The responses have to be automated because the hacks are automated. “I’m a big sci-fi fan. Only after great struggle does any human ever win against a robot,” Nunnikhoven said.
Serverless functions are gaining traction, not just with rogue developers but with brand-name enterprises such as Nordstrom and Capital One, Nunnikhoven pointed out.
It’s partly because of the economics. Cloud providers bill customers only for the time the serverless function is in existence. It’s easy for an enterprise to see what it’s spending on serverless, and the result can be a lot cheaper than normal cloud rental.
That’s one way that organizations get hooked on serverless, he said.
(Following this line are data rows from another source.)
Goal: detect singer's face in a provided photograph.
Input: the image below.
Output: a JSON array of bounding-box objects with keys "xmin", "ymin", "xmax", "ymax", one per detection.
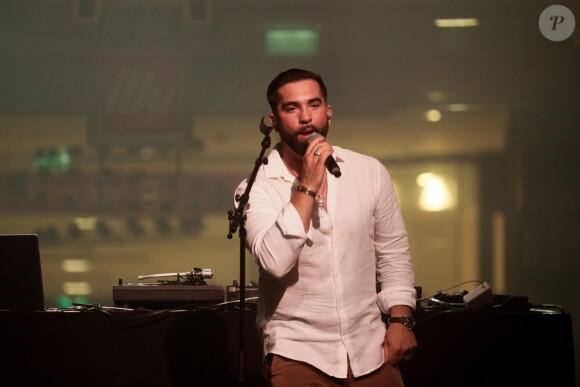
[{"xmin": 270, "ymin": 79, "xmax": 331, "ymax": 156}]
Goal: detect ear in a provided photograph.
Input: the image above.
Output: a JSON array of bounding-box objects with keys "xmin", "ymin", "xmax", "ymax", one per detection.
[
  {"xmin": 269, "ymin": 113, "xmax": 279, "ymax": 132},
  {"xmin": 326, "ymin": 105, "xmax": 333, "ymax": 123}
]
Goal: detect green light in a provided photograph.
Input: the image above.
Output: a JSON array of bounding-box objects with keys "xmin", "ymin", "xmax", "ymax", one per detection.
[
  {"xmin": 33, "ymin": 147, "xmax": 71, "ymax": 172},
  {"xmin": 56, "ymin": 294, "xmax": 73, "ymax": 308},
  {"xmin": 55, "ymin": 148, "xmax": 71, "ymax": 171},
  {"xmin": 266, "ymin": 30, "xmax": 319, "ymax": 55}
]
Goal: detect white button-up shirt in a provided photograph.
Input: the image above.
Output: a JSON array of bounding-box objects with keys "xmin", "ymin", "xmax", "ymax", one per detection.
[{"xmin": 235, "ymin": 145, "xmax": 415, "ymax": 378}]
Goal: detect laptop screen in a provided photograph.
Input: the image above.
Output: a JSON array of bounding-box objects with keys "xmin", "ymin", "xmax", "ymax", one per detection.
[{"xmin": 0, "ymin": 234, "xmax": 45, "ymax": 311}]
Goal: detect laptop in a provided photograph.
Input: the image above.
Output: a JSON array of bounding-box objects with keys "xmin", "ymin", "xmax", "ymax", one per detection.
[{"xmin": 0, "ymin": 234, "xmax": 45, "ymax": 311}]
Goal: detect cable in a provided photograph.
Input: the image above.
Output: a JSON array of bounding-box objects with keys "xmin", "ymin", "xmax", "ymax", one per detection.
[{"xmin": 62, "ymin": 298, "xmax": 260, "ymax": 330}]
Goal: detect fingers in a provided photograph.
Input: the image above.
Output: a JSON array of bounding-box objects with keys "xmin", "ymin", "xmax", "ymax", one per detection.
[
  {"xmin": 384, "ymin": 324, "xmax": 417, "ymax": 365},
  {"xmin": 306, "ymin": 135, "xmax": 332, "ymax": 158},
  {"xmin": 306, "ymin": 140, "xmax": 333, "ymax": 170},
  {"xmin": 390, "ymin": 345, "xmax": 414, "ymax": 364},
  {"xmin": 300, "ymin": 137, "xmax": 333, "ymax": 189},
  {"xmin": 387, "ymin": 348, "xmax": 414, "ymax": 365}
]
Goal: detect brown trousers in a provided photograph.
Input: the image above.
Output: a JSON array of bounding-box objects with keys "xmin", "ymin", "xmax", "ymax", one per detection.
[{"xmin": 264, "ymin": 354, "xmax": 404, "ymax": 387}]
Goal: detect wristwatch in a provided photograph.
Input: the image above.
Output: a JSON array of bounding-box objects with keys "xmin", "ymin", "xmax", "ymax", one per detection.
[{"xmin": 387, "ymin": 315, "xmax": 416, "ymax": 330}]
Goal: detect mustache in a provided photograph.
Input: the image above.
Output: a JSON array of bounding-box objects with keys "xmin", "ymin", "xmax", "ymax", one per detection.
[{"xmin": 298, "ymin": 125, "xmax": 319, "ymax": 135}]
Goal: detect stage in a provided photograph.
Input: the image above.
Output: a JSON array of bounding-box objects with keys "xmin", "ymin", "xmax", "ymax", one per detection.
[{"xmin": 0, "ymin": 303, "xmax": 574, "ymax": 386}]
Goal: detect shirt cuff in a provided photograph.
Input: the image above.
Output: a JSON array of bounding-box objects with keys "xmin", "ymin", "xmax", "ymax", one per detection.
[
  {"xmin": 276, "ymin": 202, "xmax": 313, "ymax": 241},
  {"xmin": 376, "ymin": 286, "xmax": 417, "ymax": 314}
]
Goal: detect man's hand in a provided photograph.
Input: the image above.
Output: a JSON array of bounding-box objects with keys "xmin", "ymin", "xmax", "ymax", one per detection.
[
  {"xmin": 291, "ymin": 135, "xmax": 332, "ymax": 232},
  {"xmin": 383, "ymin": 322, "xmax": 417, "ymax": 365},
  {"xmin": 383, "ymin": 305, "xmax": 417, "ymax": 365},
  {"xmin": 299, "ymin": 135, "xmax": 332, "ymax": 192}
]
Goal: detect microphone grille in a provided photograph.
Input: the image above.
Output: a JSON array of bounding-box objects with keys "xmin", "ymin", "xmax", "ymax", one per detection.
[{"xmin": 307, "ymin": 133, "xmax": 322, "ymax": 144}]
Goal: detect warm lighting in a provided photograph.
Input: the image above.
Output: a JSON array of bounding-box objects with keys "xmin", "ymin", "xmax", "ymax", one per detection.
[
  {"xmin": 140, "ymin": 147, "xmax": 154, "ymax": 160},
  {"xmin": 73, "ymin": 217, "xmax": 97, "ymax": 231},
  {"xmin": 63, "ymin": 282, "xmax": 92, "ymax": 296},
  {"xmin": 434, "ymin": 18, "xmax": 479, "ymax": 28},
  {"xmin": 417, "ymin": 173, "xmax": 455, "ymax": 211},
  {"xmin": 448, "ymin": 104, "xmax": 469, "ymax": 112},
  {"xmin": 62, "ymin": 259, "xmax": 91, "ymax": 273},
  {"xmin": 425, "ymin": 109, "xmax": 442, "ymax": 122},
  {"xmin": 426, "ymin": 91, "xmax": 447, "ymax": 103}
]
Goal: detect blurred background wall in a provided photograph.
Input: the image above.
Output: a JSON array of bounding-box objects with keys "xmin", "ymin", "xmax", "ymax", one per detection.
[{"xmin": 1, "ymin": 0, "xmax": 579, "ymax": 379}]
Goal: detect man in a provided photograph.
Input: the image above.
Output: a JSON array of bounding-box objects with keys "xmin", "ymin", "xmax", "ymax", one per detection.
[{"xmin": 235, "ymin": 69, "xmax": 416, "ymax": 386}]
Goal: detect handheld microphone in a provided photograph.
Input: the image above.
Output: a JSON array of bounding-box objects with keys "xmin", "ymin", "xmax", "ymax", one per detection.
[{"xmin": 307, "ymin": 133, "xmax": 341, "ymax": 178}]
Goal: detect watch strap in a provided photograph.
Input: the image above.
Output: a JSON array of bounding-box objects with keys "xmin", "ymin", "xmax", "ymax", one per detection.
[{"xmin": 387, "ymin": 315, "xmax": 416, "ymax": 330}]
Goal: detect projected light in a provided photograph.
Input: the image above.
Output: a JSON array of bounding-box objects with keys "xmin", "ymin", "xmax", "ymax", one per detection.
[
  {"xmin": 63, "ymin": 282, "xmax": 92, "ymax": 296},
  {"xmin": 434, "ymin": 18, "xmax": 479, "ymax": 28},
  {"xmin": 62, "ymin": 259, "xmax": 91, "ymax": 273},
  {"xmin": 448, "ymin": 104, "xmax": 469, "ymax": 112},
  {"xmin": 425, "ymin": 109, "xmax": 442, "ymax": 122},
  {"xmin": 266, "ymin": 29, "xmax": 319, "ymax": 55},
  {"xmin": 417, "ymin": 172, "xmax": 455, "ymax": 211},
  {"xmin": 73, "ymin": 217, "xmax": 97, "ymax": 231}
]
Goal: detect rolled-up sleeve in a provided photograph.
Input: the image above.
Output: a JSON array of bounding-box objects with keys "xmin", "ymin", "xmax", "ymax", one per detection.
[
  {"xmin": 235, "ymin": 172, "xmax": 313, "ymax": 279},
  {"xmin": 373, "ymin": 162, "xmax": 416, "ymax": 313}
]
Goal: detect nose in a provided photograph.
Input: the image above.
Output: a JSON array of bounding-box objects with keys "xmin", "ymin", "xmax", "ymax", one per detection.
[{"xmin": 299, "ymin": 108, "xmax": 312, "ymax": 124}]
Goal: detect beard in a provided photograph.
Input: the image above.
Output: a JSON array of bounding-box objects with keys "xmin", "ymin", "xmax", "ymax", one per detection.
[{"xmin": 278, "ymin": 122, "xmax": 330, "ymax": 157}]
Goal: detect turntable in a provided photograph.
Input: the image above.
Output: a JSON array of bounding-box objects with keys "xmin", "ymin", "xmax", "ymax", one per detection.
[{"xmin": 113, "ymin": 268, "xmax": 224, "ymax": 309}]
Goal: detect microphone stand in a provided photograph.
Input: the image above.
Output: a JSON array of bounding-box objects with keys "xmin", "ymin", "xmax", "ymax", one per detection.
[{"xmin": 227, "ymin": 117, "xmax": 272, "ymax": 386}]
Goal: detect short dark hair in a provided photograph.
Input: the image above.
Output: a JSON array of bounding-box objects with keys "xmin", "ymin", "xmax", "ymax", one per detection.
[{"xmin": 267, "ymin": 68, "xmax": 328, "ymax": 113}]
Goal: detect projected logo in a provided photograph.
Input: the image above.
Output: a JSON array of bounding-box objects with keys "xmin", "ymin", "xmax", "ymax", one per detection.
[
  {"xmin": 96, "ymin": 51, "xmax": 186, "ymax": 145},
  {"xmin": 539, "ymin": 5, "xmax": 575, "ymax": 42}
]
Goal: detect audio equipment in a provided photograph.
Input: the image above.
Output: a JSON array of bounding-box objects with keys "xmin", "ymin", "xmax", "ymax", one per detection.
[{"xmin": 113, "ymin": 268, "xmax": 224, "ymax": 309}]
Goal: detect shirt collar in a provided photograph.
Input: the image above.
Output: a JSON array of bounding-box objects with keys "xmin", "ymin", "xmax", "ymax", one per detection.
[
  {"xmin": 265, "ymin": 143, "xmax": 345, "ymax": 181},
  {"xmin": 264, "ymin": 145, "xmax": 296, "ymax": 182}
]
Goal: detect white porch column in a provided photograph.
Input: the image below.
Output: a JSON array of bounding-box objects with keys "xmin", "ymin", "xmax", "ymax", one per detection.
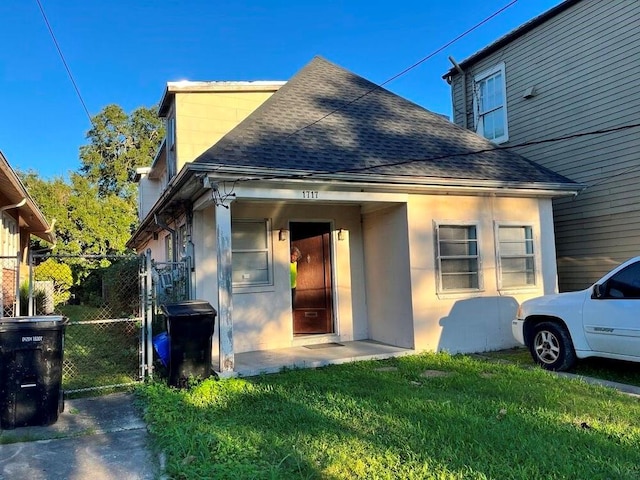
[{"xmin": 216, "ymin": 204, "xmax": 234, "ymax": 372}]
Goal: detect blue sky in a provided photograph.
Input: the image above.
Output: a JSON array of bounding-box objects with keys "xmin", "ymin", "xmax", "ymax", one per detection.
[{"xmin": 1, "ymin": 0, "xmax": 562, "ymax": 179}]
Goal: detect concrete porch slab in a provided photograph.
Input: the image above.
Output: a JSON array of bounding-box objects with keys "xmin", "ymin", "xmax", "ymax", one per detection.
[{"xmin": 230, "ymin": 340, "xmax": 416, "ymax": 377}]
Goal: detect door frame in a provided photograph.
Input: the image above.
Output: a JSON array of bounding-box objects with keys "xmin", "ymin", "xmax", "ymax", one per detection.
[{"xmin": 288, "ymin": 219, "xmax": 339, "ymax": 338}]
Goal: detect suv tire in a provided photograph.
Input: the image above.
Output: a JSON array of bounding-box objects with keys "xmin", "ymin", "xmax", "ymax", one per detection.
[{"xmin": 529, "ymin": 322, "xmax": 577, "ymax": 371}]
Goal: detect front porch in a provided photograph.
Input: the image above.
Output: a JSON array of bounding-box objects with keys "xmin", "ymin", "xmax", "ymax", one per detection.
[{"xmin": 228, "ymin": 340, "xmax": 416, "ymax": 377}]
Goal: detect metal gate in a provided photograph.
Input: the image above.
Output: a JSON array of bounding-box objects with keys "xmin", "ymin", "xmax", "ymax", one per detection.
[{"xmin": 13, "ymin": 251, "xmax": 191, "ymax": 394}]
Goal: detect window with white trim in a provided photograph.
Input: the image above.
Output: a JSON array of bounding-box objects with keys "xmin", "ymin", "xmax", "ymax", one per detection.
[
  {"xmin": 436, "ymin": 224, "xmax": 481, "ymax": 292},
  {"xmin": 497, "ymin": 225, "xmax": 535, "ymax": 289},
  {"xmin": 232, "ymin": 219, "xmax": 273, "ymax": 287},
  {"xmin": 166, "ymin": 114, "xmax": 177, "ymax": 179},
  {"xmin": 473, "ymin": 63, "xmax": 508, "ymax": 143},
  {"xmin": 1, "ymin": 214, "xmax": 18, "ymax": 257}
]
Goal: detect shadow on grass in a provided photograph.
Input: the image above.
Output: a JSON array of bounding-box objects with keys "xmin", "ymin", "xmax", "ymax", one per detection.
[{"xmin": 138, "ymin": 354, "xmax": 640, "ymax": 479}]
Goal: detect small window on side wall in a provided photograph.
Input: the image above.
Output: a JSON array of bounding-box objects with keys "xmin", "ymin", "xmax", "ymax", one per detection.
[
  {"xmin": 473, "ymin": 62, "xmax": 508, "ymax": 144},
  {"xmin": 497, "ymin": 225, "xmax": 536, "ymax": 289},
  {"xmin": 232, "ymin": 219, "xmax": 273, "ymax": 287},
  {"xmin": 436, "ymin": 224, "xmax": 481, "ymax": 292}
]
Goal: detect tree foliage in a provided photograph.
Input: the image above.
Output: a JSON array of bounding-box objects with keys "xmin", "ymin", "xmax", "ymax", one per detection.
[
  {"xmin": 79, "ymin": 104, "xmax": 164, "ymax": 199},
  {"xmin": 21, "ymin": 103, "xmax": 164, "ymax": 256}
]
They try it with a small, low-risk task and then realize serverless is cheaper than regular cloud usage would be.
“Based on that, people go, ‘Where else could we start to see those savings,'” Nunnikhoven said. “People are starting to build full-on applications and solutions with it.”
That’s been noticed at AWS. At Amazon re:Invent in December, the company launched new Lambda capabilities including Step Functions, which lets users chain together Lambda functions to build more complex applications.